Putting It All Together: A Production-Ready AI Client
Here is a complete, production-ready async AI client that combines all the patterns in this guide: rate limiting, retries with backoff and jitter, circuit breakers, fallback models, and metrics collection.
import asyncio
import random
import time
from typing import Any, Optional
class ProductionAIClient:
def __init__(
self,
rate: float = 167,
burst: int = 500,
max_retries: int = 5,
failure_threshold: int = 5,
recovery_timeout: float = 60.0,
):
self.limiter = TokenBucket(rate=rate, capacity=burst)
self.circuit = CircuitBreaker(
failure_threshold=failure_threshold,
recovery_timeout=recovery_timeout,
)
self.max_retries = max_retries
self.metrics = RateLimitMetrics()
async def call(self, func, priority: int = 5) -> Any:
"""Production-grade API call with all safeguards."""
# 1. Check circuit breaker
if not self.circuit.can_execute():
raise Exception("Circuit breaker is OPEN")

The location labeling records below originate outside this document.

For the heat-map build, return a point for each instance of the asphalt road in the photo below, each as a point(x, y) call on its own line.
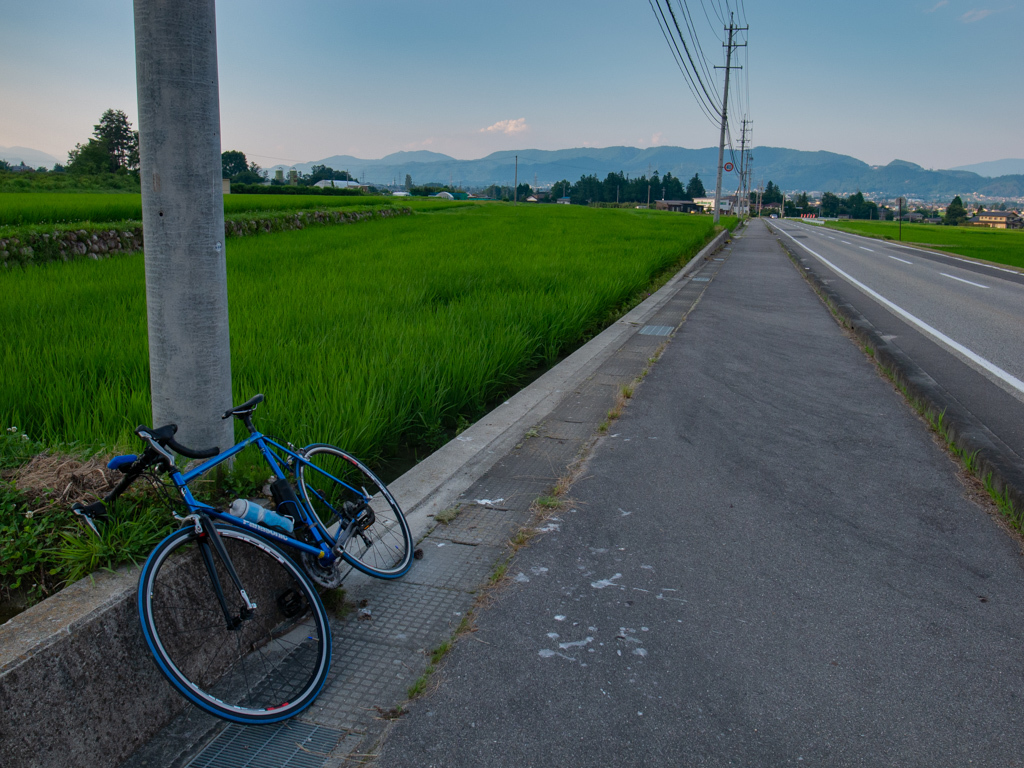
point(960, 321)
point(768, 561)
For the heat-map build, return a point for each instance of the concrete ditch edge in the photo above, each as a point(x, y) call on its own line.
point(995, 461)
point(77, 683)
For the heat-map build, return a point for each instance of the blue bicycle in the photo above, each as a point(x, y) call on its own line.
point(233, 621)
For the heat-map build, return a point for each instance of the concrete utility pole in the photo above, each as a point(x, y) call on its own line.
point(183, 218)
point(725, 112)
point(515, 184)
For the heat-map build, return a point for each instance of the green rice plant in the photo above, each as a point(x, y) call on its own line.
point(17, 209)
point(374, 338)
point(130, 534)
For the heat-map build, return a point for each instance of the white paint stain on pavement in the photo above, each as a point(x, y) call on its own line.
point(606, 582)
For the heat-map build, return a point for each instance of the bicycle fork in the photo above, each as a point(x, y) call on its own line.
point(209, 540)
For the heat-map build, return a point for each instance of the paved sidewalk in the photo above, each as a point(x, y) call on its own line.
point(382, 646)
point(767, 561)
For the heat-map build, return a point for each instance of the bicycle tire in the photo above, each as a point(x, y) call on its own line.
point(268, 669)
point(383, 547)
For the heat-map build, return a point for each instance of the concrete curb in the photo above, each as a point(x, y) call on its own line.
point(87, 637)
point(436, 482)
point(995, 461)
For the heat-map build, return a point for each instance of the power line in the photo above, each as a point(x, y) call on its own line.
point(708, 109)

# 2. Wait for rate limiter
while not self.limiter.consume():
await asyncio.sleep(self.limiter.wait_time())
# 3. Call with retry
for attempt in range(self.max_retries + 1):
try:
result = await func()
self.circuit.record_success()
self.metrics.record_request("success")
return result
except Exception as e:
code = getattr(e, 'status_code', None)
if code in (400, 401, 403):
self.metrics.record_request("auth_error")
raise
if attempt == self.max_retries:
self.circuit.record_failure()
self.metrics.record_request(str(code) or "unknown")
raise
delay = min(1.0 * (2 ** attempt), 60.0)
jitter = delay * 0.25 * (2 * random.random() - 1)
delay = max(0.1, delay + jitter)
self.metrics.record_request(str(code), retry_delay=delay)
await asyncio.sleep(delay)
# Initialize for different providers
openai_client = ProductionAIClient(rate=167, burst=500) # Tier 3
anthropic_client = ProductionAIClient(rate=67, burst=200) # Sonnet
deepseek_client = ProductionAIClient(rate=33, burst=100) # Basic
Conclusion
Rate limits and error handling are not edge cases—they are the difference between an AI prototype and a production system. Every AI API will rate limit you. Every provider will have outages. The systems that survive are the ones designed for failure from the start.
Start with exponential backoff and jitter on every API call. Add client-side rate limiting with token buckets. Layer on circuit breakers for provider outages. Implement fallback models for redundancy. And always, always track your metrics.
The code in this guide is battle-tested in production at scale. Adapt it to your needs, but do not skip the fundamentals. Your users will never notice good error handling—but they will absolutely notice the lack of it.
Last updated: 2026-05-10. Rate limits reflect current provider documentation as of May 2026. Always check the provider's official documentation for the most current limits.